Als wäre ein Flug mit der legendären Douglas-Twin nicht Erlebnis genug, soll die eingeladene Presse mit dieser Doppeldarbietung etwas ganz Besonderes erleben: Nur so kann man den Jetman über längere Zeit aus der Nähe beobachten. Vom Boden aus geht das nicht, denn Rossy startet aus einem Luftfahrzeug und landet per Fallschirm. Der spektakuläre Part dazwischen, der eigentliche Flug, findet immer in großer Entfernung zum Publikum statt – oder man sieht den Jetman zwar aus der Nähe, aber nur für einen kurzen Moment, etwa wenn man auf einem Berg steht, an dem er vorbeirast. Heute startet der Schweizer von einem Hubschrauber aus 6000 Fuß MSL, rund 4500 Fuß über Buochs. Dabei zündet der ehemalige Militärpilot seine Turbinen noch vor dem Absprung. Erst wenn alle vier im Leerlauf gleichmäßig funktionieren, lässt sich Rossy vom Heli fallen. Anschließend bringt er seinen Flügel in eine stabile Fluglage und gibt Gas.
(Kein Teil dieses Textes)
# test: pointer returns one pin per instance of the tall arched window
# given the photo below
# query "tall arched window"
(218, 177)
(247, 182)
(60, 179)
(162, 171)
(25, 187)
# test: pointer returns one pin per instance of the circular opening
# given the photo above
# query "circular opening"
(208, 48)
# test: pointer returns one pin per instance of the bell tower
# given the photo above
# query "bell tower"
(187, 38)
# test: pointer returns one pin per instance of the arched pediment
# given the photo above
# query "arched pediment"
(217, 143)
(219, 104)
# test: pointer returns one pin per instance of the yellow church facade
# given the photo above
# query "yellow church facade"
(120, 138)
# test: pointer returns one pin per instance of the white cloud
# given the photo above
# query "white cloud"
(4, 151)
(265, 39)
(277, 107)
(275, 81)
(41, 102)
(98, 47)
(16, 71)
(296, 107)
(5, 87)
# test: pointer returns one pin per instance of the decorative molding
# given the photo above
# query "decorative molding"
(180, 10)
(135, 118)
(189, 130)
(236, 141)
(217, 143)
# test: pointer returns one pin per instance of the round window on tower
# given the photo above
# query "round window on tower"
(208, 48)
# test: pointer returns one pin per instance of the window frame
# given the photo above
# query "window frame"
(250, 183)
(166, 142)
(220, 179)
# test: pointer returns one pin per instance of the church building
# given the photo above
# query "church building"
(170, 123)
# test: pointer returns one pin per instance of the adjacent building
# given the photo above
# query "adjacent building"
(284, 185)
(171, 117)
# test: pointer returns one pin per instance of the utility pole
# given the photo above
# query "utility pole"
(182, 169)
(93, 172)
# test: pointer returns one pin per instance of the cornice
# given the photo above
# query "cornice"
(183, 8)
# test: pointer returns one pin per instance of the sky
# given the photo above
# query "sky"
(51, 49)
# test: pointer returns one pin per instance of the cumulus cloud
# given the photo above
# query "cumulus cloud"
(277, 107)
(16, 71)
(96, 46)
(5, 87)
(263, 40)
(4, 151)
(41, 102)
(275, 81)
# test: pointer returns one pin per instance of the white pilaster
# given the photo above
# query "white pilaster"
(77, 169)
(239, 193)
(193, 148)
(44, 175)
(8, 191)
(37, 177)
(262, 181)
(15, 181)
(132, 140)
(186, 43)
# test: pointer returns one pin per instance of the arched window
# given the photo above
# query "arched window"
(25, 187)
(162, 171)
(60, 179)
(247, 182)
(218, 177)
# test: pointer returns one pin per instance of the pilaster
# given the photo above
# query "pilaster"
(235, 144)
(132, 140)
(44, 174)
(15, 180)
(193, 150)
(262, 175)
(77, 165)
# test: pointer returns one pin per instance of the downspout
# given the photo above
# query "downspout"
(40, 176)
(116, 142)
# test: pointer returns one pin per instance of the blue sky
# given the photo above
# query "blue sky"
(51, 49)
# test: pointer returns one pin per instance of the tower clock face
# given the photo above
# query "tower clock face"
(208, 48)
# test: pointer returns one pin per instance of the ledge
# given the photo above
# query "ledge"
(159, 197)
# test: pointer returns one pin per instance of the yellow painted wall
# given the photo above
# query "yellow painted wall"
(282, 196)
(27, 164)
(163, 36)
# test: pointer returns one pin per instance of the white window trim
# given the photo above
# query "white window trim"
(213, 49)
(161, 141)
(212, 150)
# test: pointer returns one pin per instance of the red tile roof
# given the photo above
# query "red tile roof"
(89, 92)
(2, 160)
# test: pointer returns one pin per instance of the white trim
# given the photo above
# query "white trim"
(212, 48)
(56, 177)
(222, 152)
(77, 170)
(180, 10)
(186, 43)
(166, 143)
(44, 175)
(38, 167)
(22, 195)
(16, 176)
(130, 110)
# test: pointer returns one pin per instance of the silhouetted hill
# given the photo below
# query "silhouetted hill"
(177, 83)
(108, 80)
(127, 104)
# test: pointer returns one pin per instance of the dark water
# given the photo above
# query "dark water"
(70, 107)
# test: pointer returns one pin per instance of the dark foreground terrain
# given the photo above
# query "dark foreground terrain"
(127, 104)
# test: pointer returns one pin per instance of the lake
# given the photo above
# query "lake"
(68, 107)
Wettbewerbskunstflug? Hier geht’s nicht um Punkte, sondern um PR
Jetzt erzeugen die JetCat P200 jeweils bis zu 22 Kilopond Schub. So wird aus dem Freifall ein Flug – zunächst mit hoher Sinkrate, dann aber, wenn der Pilot will, sogar mit Höhengewinn. So spektakulär diese Art des Fliegens ist, so ungewöhlich ist die Art der Steuerung: Es gibt keine Ruder, Rossy lenkt direkt mit seinem Körper – so ähnlich wie ein Fallschirmspringer im freien Fall. Mit der rechten Hand bedient er lediglich einen Schubregulator, der an die Finger geklettet ist. So geht’s bei Geschwindigkeiten zwischen 180 und 300 km/h mit Beschleunigungen bis drei g dahin. Der Körper als Flugzeugteil, das Flugzeug als Körperteil – erst diese Einheit ergibt beim Jetman eine flugfähige Konfiguration. Das erinnert an Rocketeer, doch dem gelang diese fantastische Art des Fliegens nur im (gleichnamigen) Film.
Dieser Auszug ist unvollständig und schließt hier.